Across the linking span. Still well within the range my identity bracelet allows me, of course. A little circlet of plastic with my name on it. My wrist feels odd without it, after all this time. Naked.
I throw it out of the window, into the fog; it is lost the instant it leaves my hand.
I close the window and go back to the carriage to rest, and see how far I'll get.
... is the microphone on?
Ah! There you are! Yes, well then... nothing to worry about, not really confused here at all, no way, honestly. Everything totally fine and wonderful, completely under control. Absolutely wunnerful, total command; all aspects. Knew the thing was on all the time. Just quoting the immortal - what's that? OK, OK - sorry, the mortal Jimi Hendrix there, honest. Now then, where was I? Oh yes.

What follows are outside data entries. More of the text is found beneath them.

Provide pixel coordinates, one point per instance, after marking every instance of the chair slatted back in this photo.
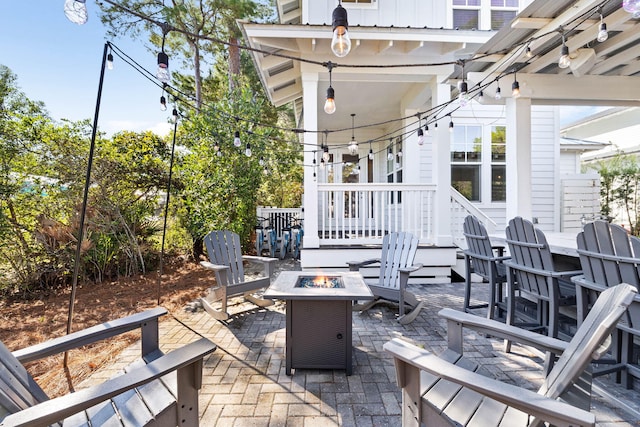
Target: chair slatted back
(528, 247)
(223, 248)
(18, 390)
(398, 251)
(478, 243)
(587, 342)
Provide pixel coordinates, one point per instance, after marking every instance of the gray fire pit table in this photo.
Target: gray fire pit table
(319, 313)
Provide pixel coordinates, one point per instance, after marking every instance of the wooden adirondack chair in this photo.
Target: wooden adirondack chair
(532, 274)
(487, 261)
(609, 255)
(159, 390)
(226, 261)
(445, 390)
(396, 264)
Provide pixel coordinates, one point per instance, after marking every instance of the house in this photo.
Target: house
(408, 64)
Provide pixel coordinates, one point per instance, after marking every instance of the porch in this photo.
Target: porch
(244, 383)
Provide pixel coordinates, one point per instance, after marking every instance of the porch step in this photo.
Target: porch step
(437, 261)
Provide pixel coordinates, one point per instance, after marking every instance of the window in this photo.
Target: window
(498, 168)
(466, 160)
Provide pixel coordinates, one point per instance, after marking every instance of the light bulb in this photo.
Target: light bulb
(564, 60)
(603, 35)
(632, 6)
(330, 104)
(515, 90)
(420, 136)
(163, 73)
(340, 42)
(76, 11)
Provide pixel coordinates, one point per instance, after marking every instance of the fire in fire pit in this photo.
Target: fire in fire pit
(319, 282)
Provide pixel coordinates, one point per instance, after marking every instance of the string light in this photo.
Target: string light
(76, 11)
(340, 42)
(330, 103)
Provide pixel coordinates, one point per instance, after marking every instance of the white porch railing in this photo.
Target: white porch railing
(364, 213)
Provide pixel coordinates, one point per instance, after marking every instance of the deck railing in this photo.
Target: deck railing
(364, 213)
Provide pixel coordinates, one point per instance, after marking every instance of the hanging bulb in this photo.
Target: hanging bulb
(330, 103)
(632, 6)
(76, 11)
(564, 60)
(603, 35)
(463, 98)
(515, 89)
(341, 42)
(163, 73)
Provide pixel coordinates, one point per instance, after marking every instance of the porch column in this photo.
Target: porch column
(440, 146)
(518, 156)
(310, 139)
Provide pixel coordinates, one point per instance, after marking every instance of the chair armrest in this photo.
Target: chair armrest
(92, 334)
(457, 320)
(553, 411)
(410, 269)
(355, 265)
(50, 411)
(262, 259)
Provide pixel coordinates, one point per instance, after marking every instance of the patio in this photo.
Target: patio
(245, 382)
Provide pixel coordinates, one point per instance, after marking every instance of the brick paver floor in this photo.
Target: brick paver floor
(245, 382)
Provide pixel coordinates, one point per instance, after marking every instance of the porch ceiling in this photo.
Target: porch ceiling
(373, 94)
(601, 73)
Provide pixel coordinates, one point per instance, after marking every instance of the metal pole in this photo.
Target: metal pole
(166, 204)
(87, 183)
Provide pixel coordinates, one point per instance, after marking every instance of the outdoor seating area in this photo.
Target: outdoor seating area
(245, 382)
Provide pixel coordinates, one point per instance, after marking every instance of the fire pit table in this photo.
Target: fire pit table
(319, 308)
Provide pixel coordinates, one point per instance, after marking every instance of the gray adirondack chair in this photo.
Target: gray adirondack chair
(487, 261)
(396, 264)
(533, 275)
(446, 390)
(226, 261)
(609, 255)
(159, 390)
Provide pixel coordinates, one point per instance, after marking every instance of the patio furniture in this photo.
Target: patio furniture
(319, 317)
(226, 261)
(533, 277)
(608, 254)
(485, 260)
(160, 389)
(396, 264)
(447, 390)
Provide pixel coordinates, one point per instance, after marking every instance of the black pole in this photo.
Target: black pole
(166, 204)
(87, 183)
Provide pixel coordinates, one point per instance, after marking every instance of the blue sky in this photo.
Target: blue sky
(58, 62)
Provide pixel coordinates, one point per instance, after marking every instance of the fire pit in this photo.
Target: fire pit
(319, 314)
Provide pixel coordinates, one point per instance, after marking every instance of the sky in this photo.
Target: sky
(58, 62)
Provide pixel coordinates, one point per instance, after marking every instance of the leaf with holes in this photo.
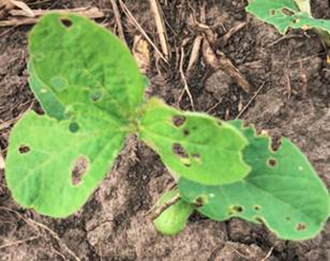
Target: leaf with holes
(54, 166)
(79, 63)
(285, 14)
(194, 145)
(282, 191)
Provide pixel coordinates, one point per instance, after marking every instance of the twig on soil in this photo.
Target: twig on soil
(2, 162)
(5, 7)
(194, 56)
(303, 80)
(186, 87)
(118, 20)
(223, 63)
(160, 25)
(268, 254)
(249, 103)
(38, 226)
(233, 31)
(141, 53)
(139, 27)
(288, 84)
(18, 242)
(17, 16)
(165, 206)
(285, 37)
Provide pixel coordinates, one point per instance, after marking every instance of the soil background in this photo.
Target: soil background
(292, 80)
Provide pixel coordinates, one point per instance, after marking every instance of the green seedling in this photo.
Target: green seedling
(174, 218)
(296, 14)
(92, 93)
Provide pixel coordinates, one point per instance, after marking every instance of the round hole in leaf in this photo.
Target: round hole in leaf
(287, 12)
(96, 95)
(38, 56)
(235, 210)
(59, 83)
(178, 120)
(272, 162)
(196, 155)
(186, 132)
(79, 169)
(66, 22)
(24, 149)
(275, 143)
(200, 201)
(259, 220)
(301, 226)
(257, 207)
(73, 127)
(178, 149)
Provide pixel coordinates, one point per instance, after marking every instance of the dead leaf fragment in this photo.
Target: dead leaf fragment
(2, 163)
(5, 7)
(24, 7)
(141, 53)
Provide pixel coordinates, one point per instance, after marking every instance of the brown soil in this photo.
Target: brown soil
(113, 225)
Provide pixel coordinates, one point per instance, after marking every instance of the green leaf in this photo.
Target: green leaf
(48, 100)
(285, 14)
(282, 191)
(194, 145)
(78, 63)
(174, 218)
(44, 155)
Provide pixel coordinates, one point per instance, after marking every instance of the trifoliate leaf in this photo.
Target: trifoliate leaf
(194, 145)
(77, 63)
(53, 166)
(285, 14)
(282, 191)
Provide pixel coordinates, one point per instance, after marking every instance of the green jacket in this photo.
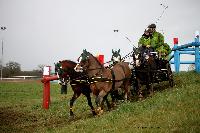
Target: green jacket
(155, 41)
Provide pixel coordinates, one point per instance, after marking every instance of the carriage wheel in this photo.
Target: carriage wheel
(170, 75)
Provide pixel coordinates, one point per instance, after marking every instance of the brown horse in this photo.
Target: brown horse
(104, 81)
(78, 82)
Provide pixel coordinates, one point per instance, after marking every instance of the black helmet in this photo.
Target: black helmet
(152, 26)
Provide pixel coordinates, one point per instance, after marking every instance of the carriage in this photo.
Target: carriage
(146, 69)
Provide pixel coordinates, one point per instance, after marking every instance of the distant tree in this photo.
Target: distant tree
(12, 68)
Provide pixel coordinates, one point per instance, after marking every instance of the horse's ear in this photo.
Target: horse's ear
(118, 50)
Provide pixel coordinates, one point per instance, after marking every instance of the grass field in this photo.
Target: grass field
(174, 109)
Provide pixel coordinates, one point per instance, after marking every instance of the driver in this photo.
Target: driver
(155, 40)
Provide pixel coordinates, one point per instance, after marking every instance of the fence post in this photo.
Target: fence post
(197, 55)
(46, 88)
(176, 56)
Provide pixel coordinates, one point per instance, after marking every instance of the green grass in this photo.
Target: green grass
(174, 109)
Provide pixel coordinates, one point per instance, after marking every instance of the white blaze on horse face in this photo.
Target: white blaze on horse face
(146, 57)
(116, 59)
(78, 68)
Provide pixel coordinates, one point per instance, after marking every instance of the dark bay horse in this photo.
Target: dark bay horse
(104, 80)
(78, 82)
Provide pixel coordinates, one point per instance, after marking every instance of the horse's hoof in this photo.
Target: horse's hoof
(100, 112)
(94, 113)
(71, 117)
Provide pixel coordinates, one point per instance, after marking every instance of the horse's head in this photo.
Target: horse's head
(116, 57)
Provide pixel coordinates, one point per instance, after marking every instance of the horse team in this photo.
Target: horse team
(90, 76)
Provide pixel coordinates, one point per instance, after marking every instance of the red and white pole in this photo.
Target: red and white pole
(46, 89)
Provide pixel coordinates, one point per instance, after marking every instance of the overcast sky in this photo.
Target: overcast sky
(46, 31)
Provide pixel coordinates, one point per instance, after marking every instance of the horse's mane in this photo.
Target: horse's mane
(95, 59)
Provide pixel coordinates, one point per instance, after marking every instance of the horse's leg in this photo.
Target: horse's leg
(72, 100)
(99, 101)
(90, 103)
(107, 102)
(139, 88)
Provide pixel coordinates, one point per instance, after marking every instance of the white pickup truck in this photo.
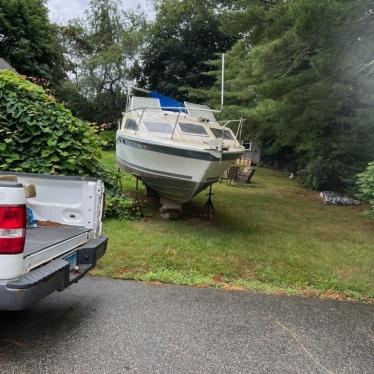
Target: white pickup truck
(64, 245)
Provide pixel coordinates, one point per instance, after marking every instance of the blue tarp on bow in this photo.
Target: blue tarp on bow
(168, 102)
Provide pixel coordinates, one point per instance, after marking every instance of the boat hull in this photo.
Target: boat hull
(177, 174)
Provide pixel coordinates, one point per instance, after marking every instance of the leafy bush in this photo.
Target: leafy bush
(108, 139)
(39, 135)
(366, 186)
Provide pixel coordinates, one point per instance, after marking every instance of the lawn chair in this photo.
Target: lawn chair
(230, 174)
(245, 177)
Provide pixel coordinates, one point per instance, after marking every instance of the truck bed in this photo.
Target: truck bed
(40, 238)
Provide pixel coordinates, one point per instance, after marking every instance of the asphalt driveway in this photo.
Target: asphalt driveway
(109, 326)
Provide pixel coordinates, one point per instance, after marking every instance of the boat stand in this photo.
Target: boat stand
(137, 207)
(208, 209)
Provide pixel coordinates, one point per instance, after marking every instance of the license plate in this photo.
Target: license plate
(72, 259)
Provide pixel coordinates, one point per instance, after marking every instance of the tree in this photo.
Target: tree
(302, 74)
(184, 37)
(28, 41)
(99, 52)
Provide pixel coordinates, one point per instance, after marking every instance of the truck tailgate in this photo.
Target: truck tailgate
(38, 239)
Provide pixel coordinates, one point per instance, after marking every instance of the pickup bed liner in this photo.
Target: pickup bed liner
(41, 238)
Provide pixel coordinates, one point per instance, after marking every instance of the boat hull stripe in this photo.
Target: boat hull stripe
(152, 171)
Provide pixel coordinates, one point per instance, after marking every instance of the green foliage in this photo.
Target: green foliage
(302, 74)
(28, 41)
(184, 37)
(366, 186)
(99, 52)
(109, 140)
(39, 135)
(119, 207)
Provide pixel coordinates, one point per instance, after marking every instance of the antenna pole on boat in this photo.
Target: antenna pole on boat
(222, 79)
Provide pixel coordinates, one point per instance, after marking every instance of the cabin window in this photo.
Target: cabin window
(226, 133)
(131, 124)
(160, 127)
(191, 128)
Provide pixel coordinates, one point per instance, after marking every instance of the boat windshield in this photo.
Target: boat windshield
(159, 127)
(131, 124)
(191, 128)
(218, 133)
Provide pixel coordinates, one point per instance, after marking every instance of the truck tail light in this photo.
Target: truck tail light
(12, 229)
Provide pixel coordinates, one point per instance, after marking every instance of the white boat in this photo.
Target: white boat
(176, 151)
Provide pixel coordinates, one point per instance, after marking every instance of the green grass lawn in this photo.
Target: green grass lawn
(272, 236)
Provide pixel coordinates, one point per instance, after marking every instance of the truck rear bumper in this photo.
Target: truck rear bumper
(56, 275)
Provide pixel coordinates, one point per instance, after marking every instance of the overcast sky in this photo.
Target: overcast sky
(60, 11)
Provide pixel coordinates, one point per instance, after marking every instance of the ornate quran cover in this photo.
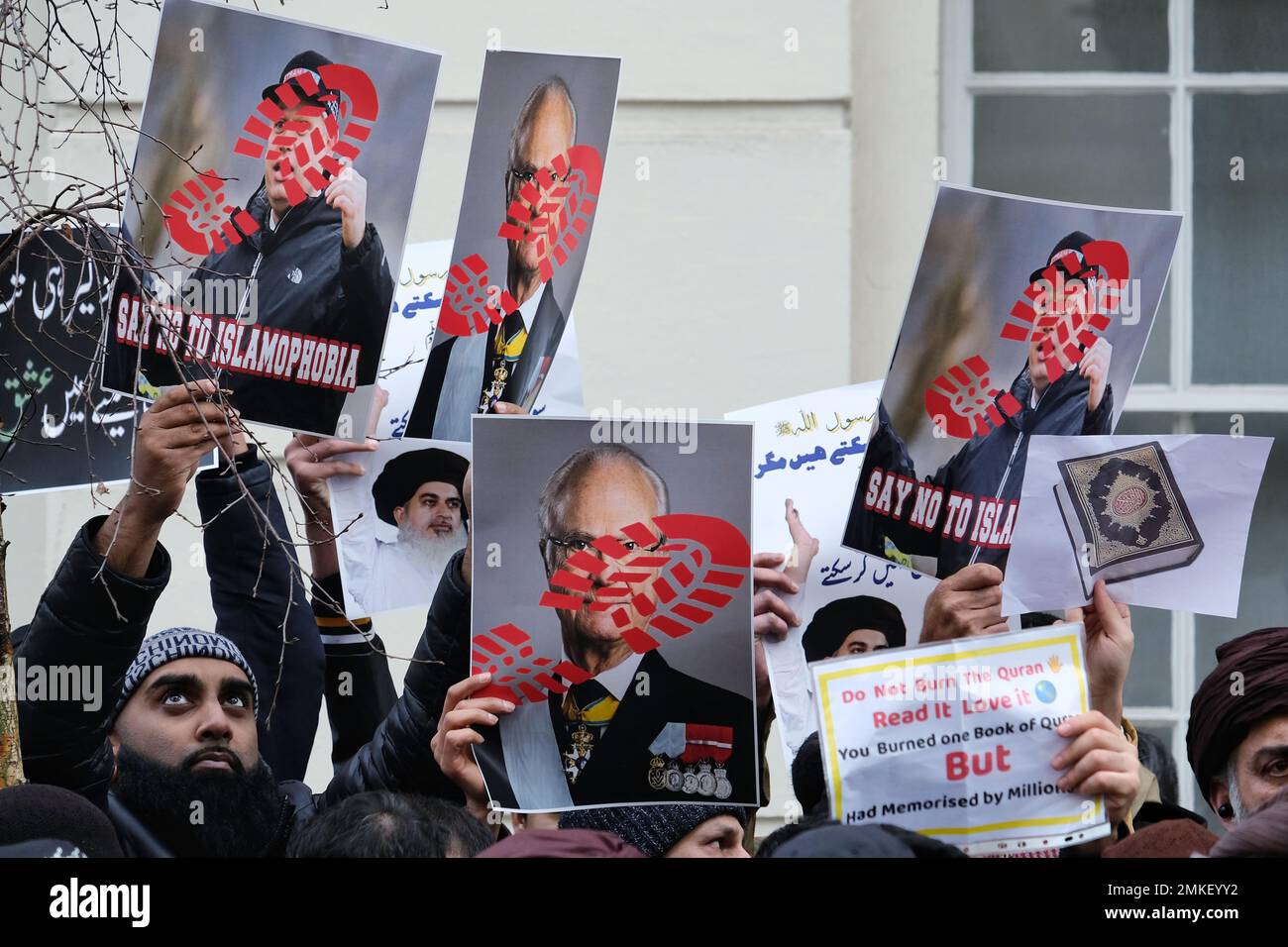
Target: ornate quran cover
(1125, 514)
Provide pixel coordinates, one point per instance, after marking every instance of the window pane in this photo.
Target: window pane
(1240, 37)
(1024, 147)
(1239, 277)
(1087, 149)
(1149, 684)
(1155, 364)
(1157, 755)
(1263, 596)
(1050, 35)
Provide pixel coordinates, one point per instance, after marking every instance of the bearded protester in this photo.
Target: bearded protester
(1237, 732)
(419, 493)
(172, 753)
(1261, 835)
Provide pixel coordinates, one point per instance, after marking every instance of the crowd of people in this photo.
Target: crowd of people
(201, 744)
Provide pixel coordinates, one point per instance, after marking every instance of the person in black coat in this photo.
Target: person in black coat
(988, 466)
(185, 732)
(310, 272)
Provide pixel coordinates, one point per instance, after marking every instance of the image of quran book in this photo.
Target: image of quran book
(1125, 514)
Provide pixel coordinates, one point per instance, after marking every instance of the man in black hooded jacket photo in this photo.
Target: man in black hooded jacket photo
(991, 466)
(318, 266)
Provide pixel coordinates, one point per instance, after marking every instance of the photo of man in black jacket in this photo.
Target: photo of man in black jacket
(991, 466)
(318, 266)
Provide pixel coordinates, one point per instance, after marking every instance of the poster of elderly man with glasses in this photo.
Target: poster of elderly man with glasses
(613, 613)
(527, 210)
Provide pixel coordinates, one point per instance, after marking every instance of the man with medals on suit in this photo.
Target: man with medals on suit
(632, 728)
(473, 373)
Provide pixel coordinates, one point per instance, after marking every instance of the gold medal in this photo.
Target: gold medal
(657, 774)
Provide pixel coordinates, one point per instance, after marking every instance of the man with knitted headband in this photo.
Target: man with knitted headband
(175, 757)
(1237, 732)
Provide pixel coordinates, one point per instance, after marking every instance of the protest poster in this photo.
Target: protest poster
(527, 211)
(399, 522)
(1025, 317)
(806, 454)
(1162, 519)
(417, 300)
(612, 604)
(269, 263)
(56, 431)
(956, 740)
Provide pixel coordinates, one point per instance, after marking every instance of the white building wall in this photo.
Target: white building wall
(789, 151)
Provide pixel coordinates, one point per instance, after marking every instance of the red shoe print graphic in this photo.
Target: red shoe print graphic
(312, 150)
(1070, 320)
(465, 308)
(677, 577)
(965, 398)
(557, 208)
(518, 674)
(200, 219)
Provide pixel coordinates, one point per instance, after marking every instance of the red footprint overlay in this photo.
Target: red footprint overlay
(321, 153)
(670, 590)
(964, 395)
(518, 676)
(562, 210)
(554, 211)
(1076, 320)
(200, 219)
(465, 308)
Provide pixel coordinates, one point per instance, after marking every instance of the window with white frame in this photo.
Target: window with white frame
(1177, 105)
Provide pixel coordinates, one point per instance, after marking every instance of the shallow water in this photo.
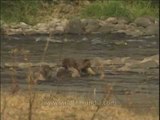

Well, the patient's condition is stable; he's dead. Can't get much more fucking stable than that, can you? Yeah, all right, decomposition and so on; I was only kidding anyway; just my little joke. Christ some people have no sense of humour; calm down at the back there.
Mobile again, chaps. From where to where? Damn good question.
Glad you asked me that. Anybody know the answer? No?
Shhhit. Oh well.
Where are they taking me? What did I do to deserve all this? Who asked me , you bastards? Anybody ask me? Eh? Anybody think to say 'Mind if we move you, what's-your-name?' Hmm ? No. Maybe I was happy where I was, ever think of that?
Well you can move my bowels and turn me over like an omelette and reach inside me and muck about and repair bits and pump God knows what into me and press bits and tweak bits and all the rest of it, but you can't catch me, you can't find me, you can't get through to me. I'm up here; in charge, in command, invulnerable.
And what a filthy trick, what a typically dirty piece of underhand undercover underclothed misunderstanding by the evil queen herself. How could she stoop so low? (Well, yer just bends over like this -) Rousing the goddamn barbarians against me; ha! Was that the best she could think of?
Probably. Never did have much imagination. Well, except in bed (or wherever) I guess. No, that's not true. I am being petulant; fair's fair (often with a slight, just a tinge, just a wee hint of red, usually, I've found ... but never mind that).
What a caddess, though, raising a rebellion like that. No chance, of course but there
you go. Now what? Good grief can't a fellow have a little talk with himself without
being - again !
What the fucking hell's going on here? What do you think I am you clumsy bastards? This part of the
- will you stop that! No more bumping! It hurts! This part of the treatment, is it? If I really wanted to I'd get up and give you cads a jolly good biffing, let me tell you! Butt ! Get that stitched, Jimmy.
Thank God, stopped at last, just a little lateral motion here, nothing to worry about; could be in a boat or something maybe. Hard to tell.
No, not a boat, the rocking's damped; something with suspension, shock-absorbers. Squeaking? Do I hear voices? (All the time, doc. They told me to do it. Not my fault. Perfect alibi, impregnable defence.)
Raped! What a bloody nerve! I'll sue (so, get that stitched Jemima; sue? I'll stitch her up. No, sorry, that's not funny, but I mean! What a dia-fucking-bollockal liberty, eh?)
Never meant a thing to me. Or her, probably. She was a woman of letters, you know. Oh yes. I told her once and she laughed and we worked it all out. Not just letters either; signs, I'll show you.